March 27, 2015 5:09 am ET
Deputy Sergeant Weiss pays $2,000 restitution to victim in exchange for case going to inactive docket. Vontran and Hartsock seek jury trial
Source: Give Me a Plea Deal, Stat-STET!
One down, two to go in the faulty eviction/burglary case. And the first round went pretty much as expected.
But when did I expect today’s outcome? Honestly, I became certain of it last night, when the victim did no return my phone call. It was then that I realized the case had finally settled (as in “settlement”) to the point that everyone was satisfied.
The distance between the two sides was (as it usually is in these cases) money. This almost sounds like a civil matter, but don’t underestimate the key role that restitution plays in how the State proceeds in criminal matters.
I left the hearing on the Government Center in Towson early to witness the action, and I drove to the Essex District Courthouse expecting things to go calmly and smoothly.

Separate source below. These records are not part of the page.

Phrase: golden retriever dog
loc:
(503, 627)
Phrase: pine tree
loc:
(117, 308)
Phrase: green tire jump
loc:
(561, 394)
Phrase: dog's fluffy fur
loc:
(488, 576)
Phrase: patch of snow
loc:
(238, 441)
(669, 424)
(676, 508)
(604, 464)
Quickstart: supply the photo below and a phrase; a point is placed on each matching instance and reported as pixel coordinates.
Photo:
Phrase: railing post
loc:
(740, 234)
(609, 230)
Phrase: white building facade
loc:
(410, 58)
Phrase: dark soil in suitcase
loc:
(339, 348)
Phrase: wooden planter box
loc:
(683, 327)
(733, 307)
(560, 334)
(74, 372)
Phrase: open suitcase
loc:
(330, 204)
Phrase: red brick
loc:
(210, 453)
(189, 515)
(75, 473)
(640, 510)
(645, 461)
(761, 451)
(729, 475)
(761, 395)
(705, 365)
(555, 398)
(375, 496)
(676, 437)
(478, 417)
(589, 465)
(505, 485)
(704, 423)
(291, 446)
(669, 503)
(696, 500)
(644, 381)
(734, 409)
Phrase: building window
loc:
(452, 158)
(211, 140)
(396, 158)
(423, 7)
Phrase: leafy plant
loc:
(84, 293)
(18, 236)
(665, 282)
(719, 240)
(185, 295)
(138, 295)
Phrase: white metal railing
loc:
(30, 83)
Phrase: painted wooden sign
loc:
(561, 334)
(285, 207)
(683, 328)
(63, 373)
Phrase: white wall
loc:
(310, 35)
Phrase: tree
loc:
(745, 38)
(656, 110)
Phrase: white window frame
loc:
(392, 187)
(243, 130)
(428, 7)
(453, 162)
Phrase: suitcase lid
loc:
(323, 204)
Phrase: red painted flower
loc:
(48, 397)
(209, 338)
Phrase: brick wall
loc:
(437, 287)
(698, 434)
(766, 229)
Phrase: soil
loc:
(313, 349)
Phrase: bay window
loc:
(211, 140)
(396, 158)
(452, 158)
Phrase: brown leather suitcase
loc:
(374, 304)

Allow me to take a detour here for a moment. When I walked into the courthouse, it was like going back in time. Many of the court bailiffs are retired police officers with whom I used to work. A lifetime went by as I shook some hands with former colleagues.
OK, now back to the story.
I headed to Courtroom 3 when I noticed Sheriff Fisher standing in the hallway with Sgt. Weiss, as well as numerous other people. Everyone looked pretty confident, which confirmed my suspicions even more.
I took my seat and heard the whisperings from the County State’s Attorney, who was explaining to those around her what was going to happen. They even brought in a judge from Harford County to give absolutely no appearance of favoritism.
Anticipation was high when the defendants and lawyers entered the courtroom. Sgt. Weiss’ case was first, and it didn’t take long for him to utter a couple of “Yes sir” responses to the judge and his attorney before he accepted his fate. In exchange for paying the victim $2,000 in restitution and keeping his distance from her, Sgt. Weiss had his case placed on the STET (inactive) docket.
But while round one lacked drama, rounds two and three seemed like they could get interesting.
When it came time for Mr. Vontran and Ms. Alexandra Hartsock to “face the music,” so to speak, they pulled a rather shocking move in my opinion—they prayed a jury trial, which is scheduled to take place on June 5.
For the life of me, I can’t figure that one out, folks. Maybe there is something in those constable reports the County failed to turn over in response to my PIA.
Could it be the trump card? The smoking gun? We shall see.
The final question I have is, why was the Sheriff there at all? Was it to make sure justice was served, or STETed?
At least now Sgt. Weiss can return to duty. Oh, wait—that’s right—he never left.